# nach vorn vs. vor sich hin



## uguban

Hola,

en español existe la posibilidad de expresar la diferencia entre:


nach vorne schauen - mirar hacia adelante

                            y

vor sich hin schauen - ?


Ejemplo:

Er schaute nach vorn und ging über die Straße.
Cruzó la calle mirando hacia adelante.

Er schaute vor sich hin und ging über die Straße.
Cruzó la calle mirando (delante de sí ???).

gracias


----------



## LordNazgul

¡Hola!

"Vor sich hin schauen" lo traduciría como "mirando al vacio".
En alemán también se usa la expresión "ins Narrenkasten schauen", que ,creo, significa casi lo mismo.

Espero haber ayudado.

Saludos.


----------



## huelin

"Mirando al vacío" me parece una buena traducción.
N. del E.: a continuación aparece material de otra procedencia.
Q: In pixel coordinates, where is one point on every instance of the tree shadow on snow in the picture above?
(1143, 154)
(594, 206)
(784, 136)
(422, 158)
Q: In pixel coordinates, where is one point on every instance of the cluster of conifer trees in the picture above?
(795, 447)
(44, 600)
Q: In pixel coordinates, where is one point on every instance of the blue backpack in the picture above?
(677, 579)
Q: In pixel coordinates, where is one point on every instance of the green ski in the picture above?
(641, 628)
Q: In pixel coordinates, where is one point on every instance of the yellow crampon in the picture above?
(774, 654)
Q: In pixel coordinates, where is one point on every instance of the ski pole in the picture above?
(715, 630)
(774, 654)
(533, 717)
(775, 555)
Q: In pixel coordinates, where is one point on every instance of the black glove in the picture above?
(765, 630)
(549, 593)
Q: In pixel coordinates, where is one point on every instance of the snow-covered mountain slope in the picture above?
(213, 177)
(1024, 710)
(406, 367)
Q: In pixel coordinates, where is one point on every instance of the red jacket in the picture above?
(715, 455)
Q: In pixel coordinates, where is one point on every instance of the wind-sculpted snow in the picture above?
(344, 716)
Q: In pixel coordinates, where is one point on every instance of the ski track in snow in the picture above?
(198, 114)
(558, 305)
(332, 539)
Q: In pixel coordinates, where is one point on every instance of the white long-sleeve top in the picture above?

Sin embargo, "_In den_ Narrenkasten schauen" (como sería gramaticalmente correcto) debe ser una expresión local, porque nunca la he oído antes.


----------



## LordNazgul

Sí, tienes razón, es: "In den Narrenkasten schauen" (blöde Artikeln, ich kann sie immer noch nicht richtig)

Esa expresión la usamos aquí en Viena.


----------



## AGATHA2

LordNazgul said:


> Sí, tienes razón, es: "In den Narrenkasten schauen" (blöde Artikeln, ich kann sie immer noch nicht richtig)
> 
> Esa expresión la usamos aquí en Viena.


 
"In`s Narrenkastl schauen" ( kommt von das Kastl  ) eigentlich heißt das aber so was wie "ins Leere schauen"


----------



## Sidjanga

AGATHA2 said:


> "In`s Narrenkastl schauen" ( kommt von das Kastl  )


Sí, claro. 
Y _das Kastl_ -igual que _das Kästchen _o_ Kästle_, dependiendo de la zona- son diminutivos de _der Kasten_, cuyo género (neutro) se debe sola y exclusivamente a su condición de diminutivos.  

Saludos


----------